Emotional support animals don’t receive the same training. Instead, they match their owner’s personalities and may provide comfort by cuddling during overwhelming loneliness, anxiety or sadness.
3. You Can Get Almost Any Pet
Since emotional support animals don’t require specialized training, your future pet can be any animal you love. Dogs and cats are commonly preferred, but you can also get a bunny, ferret, bird, guinea pig or any other creature that captures your heart.
4. You’ll Need To Pay Vet Bills
Before choosing an animal you love, remember that you’ll need to care for them long term. Research shows that U.S. pet owners pay over $30 billion annually for their animals. Ensure your pet’s veterinary needs will fit your budget. A small, young animal could be easier to care for than an older one with existing medical conditions. It depends on your income and how much you can adjust your budget for their appointments.

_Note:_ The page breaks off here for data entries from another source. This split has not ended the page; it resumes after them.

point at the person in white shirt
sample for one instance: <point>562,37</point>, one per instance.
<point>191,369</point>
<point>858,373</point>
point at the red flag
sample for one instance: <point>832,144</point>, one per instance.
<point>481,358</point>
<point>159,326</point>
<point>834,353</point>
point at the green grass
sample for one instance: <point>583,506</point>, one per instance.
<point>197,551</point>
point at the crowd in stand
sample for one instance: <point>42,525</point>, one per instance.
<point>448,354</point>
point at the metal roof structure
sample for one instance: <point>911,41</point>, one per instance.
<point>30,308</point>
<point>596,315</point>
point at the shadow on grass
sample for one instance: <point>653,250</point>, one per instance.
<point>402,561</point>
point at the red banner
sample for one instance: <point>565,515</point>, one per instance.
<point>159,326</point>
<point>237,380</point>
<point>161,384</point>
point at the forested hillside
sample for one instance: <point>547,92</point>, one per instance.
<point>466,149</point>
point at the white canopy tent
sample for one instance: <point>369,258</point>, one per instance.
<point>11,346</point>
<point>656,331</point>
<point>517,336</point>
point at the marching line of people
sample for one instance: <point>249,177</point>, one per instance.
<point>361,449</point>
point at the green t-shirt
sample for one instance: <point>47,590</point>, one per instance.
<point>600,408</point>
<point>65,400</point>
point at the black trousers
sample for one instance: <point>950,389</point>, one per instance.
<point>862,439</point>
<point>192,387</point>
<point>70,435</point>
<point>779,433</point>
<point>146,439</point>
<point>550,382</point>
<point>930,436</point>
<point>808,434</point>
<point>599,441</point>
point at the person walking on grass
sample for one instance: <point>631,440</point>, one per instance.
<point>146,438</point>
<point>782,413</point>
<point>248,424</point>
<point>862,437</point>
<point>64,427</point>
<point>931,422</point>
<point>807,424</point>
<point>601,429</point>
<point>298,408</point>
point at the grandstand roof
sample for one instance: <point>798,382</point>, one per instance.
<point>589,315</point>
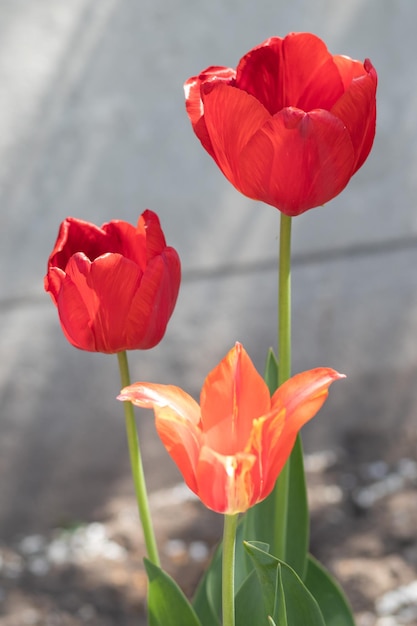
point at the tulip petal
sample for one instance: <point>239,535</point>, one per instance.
<point>297,160</point>
<point>295,71</point>
<point>232,117</point>
<point>233,395</point>
<point>106,287</point>
<point>177,418</point>
<point>79,236</point>
<point>194,104</point>
<point>152,305</point>
<point>224,482</point>
<point>127,240</point>
<point>296,402</point>
<point>357,109</point>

5. You Might Get Housing Accommodations
The Americans with Disabilities Act (ADA) requires housing providers to accommodate service animals because they serve an essential need for that person’s health care. ESAs don’t have the same coverage because they don’t have specialty training. However, the ADA allows for animals that provide emotional support to relieve a disability or condition.
The licensed mental health professional providing your ESA letter may indicate that your pet serves this function if you are managing a critical diagnosis or chronic mental health condition with your pet’s help. For example, the property manager might allow you to have a bird in your apartment even though it’s not an approved pet.
6. You Can Travel Together
Even if you’ve found ways to care for muscle aches after long flights or anxiety before boarding, your pet may give you the extra emotional support you need to travel with less stress. Many airlines allow ESAs to sit beside you instead of under the seat by your feet.
You’ll need your updated ESA letter a few weeks before your flight to give yourself enough time. Depending on the airline you’ll use, you might apply online with an uploaded copy of your letter or get approved for flying over the phone. You should also find out if you must present your original letter when boarding, along with a copy of your pet’s updated vaccination records.
Prepare for Your Emotional Support Animal
Understanding everything you need to know before getting an emotional support animal will lead to a better experience once your pet arrives home. Plan for their daily requirements and consider when you’ll need them most. Simple adjustments to your housing or travel accommodations could set you up for a lifetime of love with your pet by your side.